Blurbs, I have lots of blurbs, but it's a tease, since I'm not posting them yet. No, this is about writing them. I was happily working on paperwork for the new TEB contracted story, A Pint Light, when to my horror, I realized that part of what they needed today was a hook line and a blurb.

Now, that doesn't seem too tough. I'm sitting here in my jammies in the middle of the afternoon while the kids play. I should be able to come up with a one-sentence teaser and a coherent two to three paragraph summation. After all, I wrote the whole 40 page story in two nights. Piece of cake. Right? (wish you could hear the huge sigh)

It was TOUGH to write this blurb. You have to introduce your characters, make them interesting, give some background to set the stage, present the conflict that they will face, draw the reader in and give the reader hope for the resolution...all without being too wordy, corny, or giving away too much of the plot. I just about wore out my backspace key as I went over and over what I was trying to get across. Whew. Of course, now that it's in, someone else will be looking at it and deciding if it will work. Blurbs get edited, just like everything else.

Ironically enough, just as I sent over my final effort to TEB for A Pint Light, I got another e-mail from DSP with a revised blurb for Remarkable Restraint to approve. Slightly different submission process, DSP has you write the blurb as part of the submission, while TEB asked for it after offering the contract. So that one was already written long ago as part of the cover letter for my submission inquiry. I looked back to compare the two, and actually they were fairly kind, only making a few small changes and keeping it mostly as originally written.

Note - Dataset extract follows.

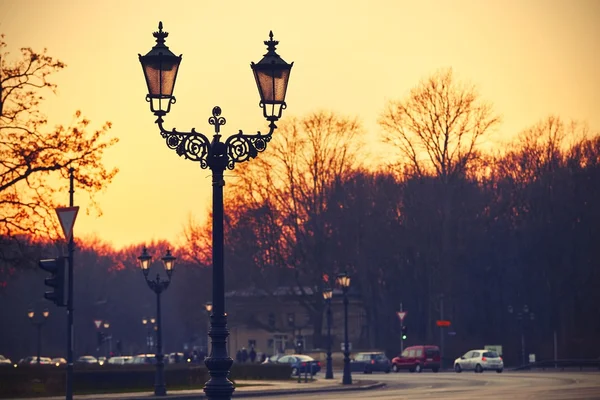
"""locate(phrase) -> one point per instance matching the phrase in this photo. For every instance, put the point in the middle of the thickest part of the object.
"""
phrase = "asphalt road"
(468, 385)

Apparently I was slightly more inspired on that day. Either that or after writing the synopsis concurrently, I was already in the zone.Either way, by the time you write the manuscript, the synopsis and the blurb (and in some cases the hook line), it feels like you've flayed your idea to the bone. And that's pretty much how I'm feeling at the moment as well!

I'd love to hear from some other writers about how they feel about blurbs and whether it's as difficult for you to write them!


  1. Oh, hon, try writing for Amber Quill where you have to come up with SEVERAL blurbs if varying lenghts. Shudder.

    Hate blurbs. I was actually glad with DSP they wrote the blurn for Beyond the Norm for me.

  2. I hate blurbs, too. I find it so hard to sum up a book in a couple short paragraphs and make it sound interesting and not give away too much about the end of the book. Though I have found it's a lot easier to write them before I write the book. Same thing with a synopsis. Once I've written the book, I know all the tiny details and it's diffcult to stay at the 30k foot level for a blurb or synopsis. But when I haven't written the book yet, it's a heck of a lot easier to pick out the main themes/ideas and stick to those.

  3. SEVERAL!! Oh Shawn, you made my stomach flip.

    Ava--problem with that very inspired and clever solution (in my case anyway) is that we're all not disciplined outline-followers like you are, LOL! :) Sometimes I have no idea what the main ideas are until I'm 3/4 of the way through!